Weber’s Der Freischütz is the finest neglected opera in or hovering on the edge of the canon. It’s not entirely bewildering why it should be, but there are ways of coping with structural defects, which is what it suffers from. Yet I don’t think there has been a UK performance of it since Edinburgh in 2002 (not counting the Berlioz version last year at the Proms), when Jonas Kaufmann sang Max in a concert performance. Perhaps concert performances are the best idea, since the one last week at the Barbican, under Sir Colin Davis, was thrilling and moving. Yet even it wasn’t entirely convincing on the structural problem, which is that almost all the significant action, and there is a fair amount, occurs in the spoken dialogue, of which there are enormous quantities.
The solution opted for at the Barbican was to have Malcolm Sinclair, actor and frequent participant in musical events, read a narration written by Amanda Holden.
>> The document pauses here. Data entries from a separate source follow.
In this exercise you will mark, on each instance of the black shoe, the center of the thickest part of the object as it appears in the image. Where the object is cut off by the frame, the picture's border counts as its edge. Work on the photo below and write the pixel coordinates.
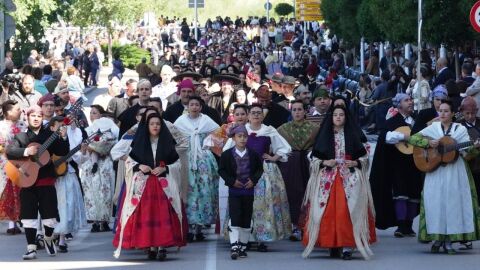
(347, 255)
(50, 246)
(335, 253)
(95, 228)
(262, 248)
(162, 254)
(398, 233)
(190, 237)
(68, 237)
(105, 227)
(39, 242)
(234, 253)
(63, 248)
(152, 254)
(199, 236)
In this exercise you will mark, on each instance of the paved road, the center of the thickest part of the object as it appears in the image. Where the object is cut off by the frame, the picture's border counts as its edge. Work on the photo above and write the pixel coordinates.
(94, 251)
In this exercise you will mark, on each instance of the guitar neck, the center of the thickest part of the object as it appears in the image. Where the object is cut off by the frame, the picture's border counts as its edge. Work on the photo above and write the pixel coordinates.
(47, 143)
(66, 157)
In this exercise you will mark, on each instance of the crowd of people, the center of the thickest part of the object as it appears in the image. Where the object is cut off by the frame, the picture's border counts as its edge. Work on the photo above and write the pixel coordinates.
(244, 108)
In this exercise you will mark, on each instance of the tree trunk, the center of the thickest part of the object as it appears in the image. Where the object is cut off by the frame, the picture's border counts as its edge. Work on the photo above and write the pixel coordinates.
(110, 58)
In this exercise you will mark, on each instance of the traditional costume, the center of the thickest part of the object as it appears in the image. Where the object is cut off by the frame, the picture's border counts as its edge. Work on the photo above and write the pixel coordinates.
(243, 166)
(152, 214)
(271, 216)
(97, 173)
(9, 193)
(41, 197)
(202, 197)
(296, 172)
(338, 201)
(449, 209)
(396, 182)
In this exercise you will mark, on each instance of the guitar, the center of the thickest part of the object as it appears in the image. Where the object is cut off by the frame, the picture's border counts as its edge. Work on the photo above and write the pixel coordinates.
(429, 159)
(404, 147)
(24, 172)
(60, 162)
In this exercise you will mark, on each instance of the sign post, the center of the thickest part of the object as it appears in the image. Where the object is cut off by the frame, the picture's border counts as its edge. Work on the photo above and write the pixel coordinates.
(475, 16)
(307, 11)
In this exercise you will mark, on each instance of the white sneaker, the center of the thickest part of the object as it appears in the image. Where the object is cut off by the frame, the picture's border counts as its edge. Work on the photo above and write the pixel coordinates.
(30, 255)
(50, 246)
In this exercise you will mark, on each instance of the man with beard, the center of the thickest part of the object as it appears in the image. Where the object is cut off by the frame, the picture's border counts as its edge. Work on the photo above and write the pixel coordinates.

Quite a dramatic narration, with Sinclair semi-impersonating some of the characters, but the shift from that to the music was sometimes awkward. Still, the performance was a great success, and, as ever, I left wondering whether at last we might have a chance to see it more often.
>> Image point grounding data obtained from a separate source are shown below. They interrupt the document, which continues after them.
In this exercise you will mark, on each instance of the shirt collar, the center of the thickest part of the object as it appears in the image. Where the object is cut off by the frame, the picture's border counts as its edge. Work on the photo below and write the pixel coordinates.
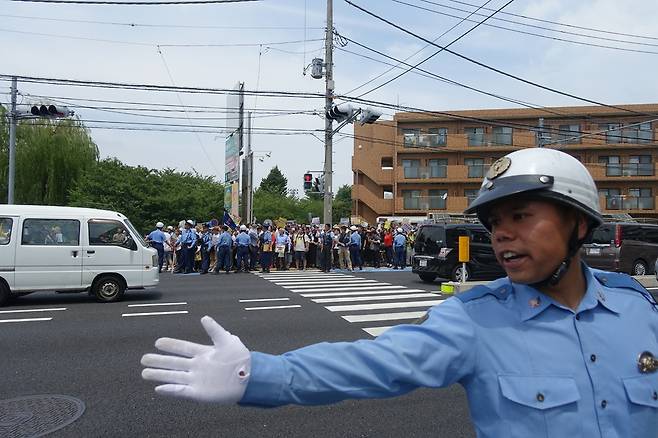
(532, 302)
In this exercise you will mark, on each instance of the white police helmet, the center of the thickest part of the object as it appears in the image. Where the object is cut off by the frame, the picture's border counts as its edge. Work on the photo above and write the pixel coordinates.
(545, 173)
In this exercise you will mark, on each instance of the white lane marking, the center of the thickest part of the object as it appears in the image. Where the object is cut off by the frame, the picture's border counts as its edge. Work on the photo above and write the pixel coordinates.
(367, 292)
(383, 316)
(25, 320)
(342, 288)
(376, 331)
(178, 312)
(375, 298)
(272, 307)
(255, 300)
(427, 303)
(329, 283)
(52, 309)
(158, 304)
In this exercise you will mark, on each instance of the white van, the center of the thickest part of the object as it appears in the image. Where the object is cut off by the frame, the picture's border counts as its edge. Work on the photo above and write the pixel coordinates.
(68, 249)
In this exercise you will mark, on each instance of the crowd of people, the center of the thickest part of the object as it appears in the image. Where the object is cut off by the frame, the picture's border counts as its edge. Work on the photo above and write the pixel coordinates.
(205, 248)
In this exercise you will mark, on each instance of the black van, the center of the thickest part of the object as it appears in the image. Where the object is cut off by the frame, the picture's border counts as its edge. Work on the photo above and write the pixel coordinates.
(436, 252)
(628, 247)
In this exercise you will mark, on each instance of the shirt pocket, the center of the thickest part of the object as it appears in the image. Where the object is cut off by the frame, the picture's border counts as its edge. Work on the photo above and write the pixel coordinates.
(642, 393)
(540, 406)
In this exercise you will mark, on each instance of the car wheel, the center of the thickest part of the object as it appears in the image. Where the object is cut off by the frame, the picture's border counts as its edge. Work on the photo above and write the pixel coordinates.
(457, 273)
(427, 277)
(4, 294)
(108, 288)
(639, 268)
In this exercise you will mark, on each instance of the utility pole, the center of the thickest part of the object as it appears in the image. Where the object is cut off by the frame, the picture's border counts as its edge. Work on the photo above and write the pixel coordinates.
(13, 116)
(329, 81)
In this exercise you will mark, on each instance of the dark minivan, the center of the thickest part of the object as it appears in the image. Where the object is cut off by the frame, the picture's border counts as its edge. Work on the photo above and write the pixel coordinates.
(436, 252)
(628, 247)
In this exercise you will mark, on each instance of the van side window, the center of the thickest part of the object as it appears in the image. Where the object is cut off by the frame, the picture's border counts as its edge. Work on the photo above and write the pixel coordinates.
(107, 232)
(5, 230)
(61, 232)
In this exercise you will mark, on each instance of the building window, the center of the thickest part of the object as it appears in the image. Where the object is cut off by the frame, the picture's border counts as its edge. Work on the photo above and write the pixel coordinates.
(437, 136)
(438, 168)
(639, 199)
(475, 167)
(612, 165)
(437, 199)
(569, 134)
(475, 136)
(411, 199)
(410, 137)
(639, 165)
(612, 198)
(411, 168)
(471, 194)
(639, 133)
(502, 136)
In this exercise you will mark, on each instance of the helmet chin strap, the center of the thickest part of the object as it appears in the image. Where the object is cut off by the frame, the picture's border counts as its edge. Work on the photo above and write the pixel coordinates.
(563, 267)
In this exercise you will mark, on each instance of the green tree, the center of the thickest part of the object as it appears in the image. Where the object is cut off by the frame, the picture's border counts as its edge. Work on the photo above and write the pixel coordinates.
(342, 205)
(51, 155)
(275, 182)
(147, 195)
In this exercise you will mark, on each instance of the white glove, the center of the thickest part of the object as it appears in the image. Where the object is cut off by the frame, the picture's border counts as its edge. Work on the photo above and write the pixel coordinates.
(211, 373)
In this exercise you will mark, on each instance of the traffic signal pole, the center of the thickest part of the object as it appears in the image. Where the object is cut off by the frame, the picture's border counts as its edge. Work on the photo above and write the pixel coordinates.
(329, 92)
(12, 141)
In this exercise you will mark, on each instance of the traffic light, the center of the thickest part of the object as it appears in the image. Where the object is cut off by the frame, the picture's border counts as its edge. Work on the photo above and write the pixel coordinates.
(341, 112)
(308, 182)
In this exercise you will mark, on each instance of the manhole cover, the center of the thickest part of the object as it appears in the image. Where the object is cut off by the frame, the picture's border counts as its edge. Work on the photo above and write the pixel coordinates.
(37, 415)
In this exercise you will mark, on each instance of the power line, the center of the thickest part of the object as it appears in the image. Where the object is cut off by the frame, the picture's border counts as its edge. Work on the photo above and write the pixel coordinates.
(135, 3)
(573, 26)
(170, 25)
(603, 46)
(488, 67)
(441, 49)
(410, 56)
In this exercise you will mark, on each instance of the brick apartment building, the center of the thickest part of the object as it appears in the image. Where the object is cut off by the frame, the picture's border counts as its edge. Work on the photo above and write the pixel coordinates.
(419, 163)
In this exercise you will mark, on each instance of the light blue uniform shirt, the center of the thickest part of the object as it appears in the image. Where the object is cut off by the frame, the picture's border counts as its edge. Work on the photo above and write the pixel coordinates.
(157, 236)
(531, 367)
(242, 239)
(225, 239)
(399, 240)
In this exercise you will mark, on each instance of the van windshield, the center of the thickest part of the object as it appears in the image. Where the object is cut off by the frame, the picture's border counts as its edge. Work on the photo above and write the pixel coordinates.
(430, 240)
(134, 232)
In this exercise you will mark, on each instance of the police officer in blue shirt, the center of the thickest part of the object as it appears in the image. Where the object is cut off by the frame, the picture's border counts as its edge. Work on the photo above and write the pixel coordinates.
(399, 244)
(242, 242)
(555, 349)
(223, 251)
(156, 238)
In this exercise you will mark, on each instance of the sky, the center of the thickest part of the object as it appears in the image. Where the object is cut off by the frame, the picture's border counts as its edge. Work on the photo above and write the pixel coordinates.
(219, 45)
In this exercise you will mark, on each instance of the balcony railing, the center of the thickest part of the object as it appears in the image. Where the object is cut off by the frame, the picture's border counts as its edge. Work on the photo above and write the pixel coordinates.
(625, 202)
(629, 169)
(424, 140)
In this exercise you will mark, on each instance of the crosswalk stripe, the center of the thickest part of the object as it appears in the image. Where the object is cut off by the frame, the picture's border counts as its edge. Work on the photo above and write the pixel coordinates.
(383, 316)
(376, 331)
(367, 292)
(348, 308)
(330, 288)
(372, 298)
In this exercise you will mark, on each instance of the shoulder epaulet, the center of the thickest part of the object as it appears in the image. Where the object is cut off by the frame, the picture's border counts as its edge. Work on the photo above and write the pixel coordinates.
(624, 281)
(499, 289)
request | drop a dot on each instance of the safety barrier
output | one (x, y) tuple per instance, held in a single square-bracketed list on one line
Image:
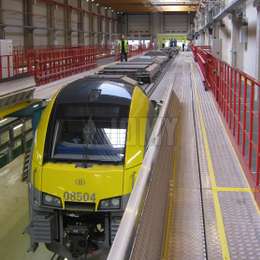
[(238, 97), (134, 50), (141, 231), (49, 64), (55, 64)]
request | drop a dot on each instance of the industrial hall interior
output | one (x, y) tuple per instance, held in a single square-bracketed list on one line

Even German friends of mine say that Freischütz is ‘too German’ — as if anything could be. I think what they mean is that it has a certain kind of Romantic naiveté that one only comes across in German works. When he conducted it in Salzburg in 1954, Furtwängler wrote, ‘In this work, the world is still full of mystery. We must forget that we are living in an age of world-embracing technology that no longer brooks any secrets.’